Stephan Bogardus, corporate culinary director of Graduate by Hilton Hotels, is an expert chef who helped design the Iowa Gold Burger at The Wilder at Graduate Iowa City, which is ground Wagyu from Jiyū. He said the self-sustaining nature of Wagyu operations allows them to remain relatively price inelastic.
Price inelasticity is an economic condition where the price of goods and services does not change at the same rate as the change in demand or cost of production. Bogardus said costs quickly change for the average commodity beef producer, resulting in similar changes for consumers.
“Distribution chains, farming methods, those prices are controlled,” he said. “So with every recall or changing feed price or taxes on land, or whatever the incentive or subsidy or cost that goes into it — it fluctuates.”
Due to operations like Jiyū’s sustainability, Bogardus said it is easier to remain unaffected by changes in input prices, property taxes, and more, which is why he prefers to always buy locally, when in Iowa or elsewhere.

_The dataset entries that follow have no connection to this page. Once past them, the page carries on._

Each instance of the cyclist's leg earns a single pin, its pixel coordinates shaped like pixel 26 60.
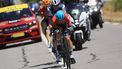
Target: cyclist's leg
pixel 70 44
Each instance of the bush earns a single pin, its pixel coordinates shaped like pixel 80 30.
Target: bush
pixel 117 5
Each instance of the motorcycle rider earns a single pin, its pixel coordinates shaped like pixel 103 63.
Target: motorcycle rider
pixel 62 22
pixel 98 3
pixel 46 23
pixel 56 5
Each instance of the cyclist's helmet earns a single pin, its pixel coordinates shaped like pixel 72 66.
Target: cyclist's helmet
pixel 55 2
pixel 46 2
pixel 60 15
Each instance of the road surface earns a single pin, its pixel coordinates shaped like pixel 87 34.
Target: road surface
pixel 104 51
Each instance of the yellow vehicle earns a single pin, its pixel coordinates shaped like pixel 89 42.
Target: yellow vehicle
pixel 18 23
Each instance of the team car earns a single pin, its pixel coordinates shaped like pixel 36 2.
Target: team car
pixel 18 23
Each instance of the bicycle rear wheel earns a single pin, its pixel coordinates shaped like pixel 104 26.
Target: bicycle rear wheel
pixel 66 55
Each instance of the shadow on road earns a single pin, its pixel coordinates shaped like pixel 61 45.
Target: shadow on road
pixel 48 65
pixel 81 49
pixel 18 45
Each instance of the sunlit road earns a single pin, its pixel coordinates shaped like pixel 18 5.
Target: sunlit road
pixel 104 51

“But when I’m at home, I look for a farmer, a local person, that doesn’t have the same fluctuation of costs or subsidies,” he said. “Because when you’re not paying in the mainstream system, you have the opportunity to have more autonomy over your product and the pricing structure of your product.”
Wagyu’s place in dining is something Bogardus said he wants to continue exploring as it becomes more mainstream by using it for more than traditional filets and steak, such as in more commonly available dishes like burgers, meatloaf, and more.
“Whatever it is, if you put that product in an identifiable form, it makes for a unique ingredient that’s special — a little bit of a niche, but it’s still approachable,” he said. “And I think that it’s something that stands out.”
Despite the high prices, added effort, and fine-dining moniker on most Wagyu, it is slowly breaking further into mainstream farming and dining.
Sam Gelman, chef and co-owner of the Webster in Iowa City, said the Webster pays anywhere between $5,000 and $10,000 per animal for six or seven animals a year.
The Webster has received national acclaim, landing on “best restaurant” lists published by The New York Times and USA Today. Gelman said the restaurant uses most cuts of the animals they get from Jiyū, adding they get much of their Wagyu from the Iowa City farm.
Gelman said a quality-assured relationship is one advantage of using local Wagyu, as well as greater access to more cuts of the animal. Some stateside Wagyu consumers are priced out of the market as foreign producers commonly only export their highest-grade, most expensive cuts.
“I just like to be able to work with people that I know on a first-name basis, that are right down the road, and I have a relationship with,” he said.
Despite all the time, effort, and high dollar values placed on the products Jiyū creates, Schuchmann and Bailey said they continue doing it not for any monetary incentive or the acclaim, but for the opportunity to contribute to the culture of high-effort production and high-quality food.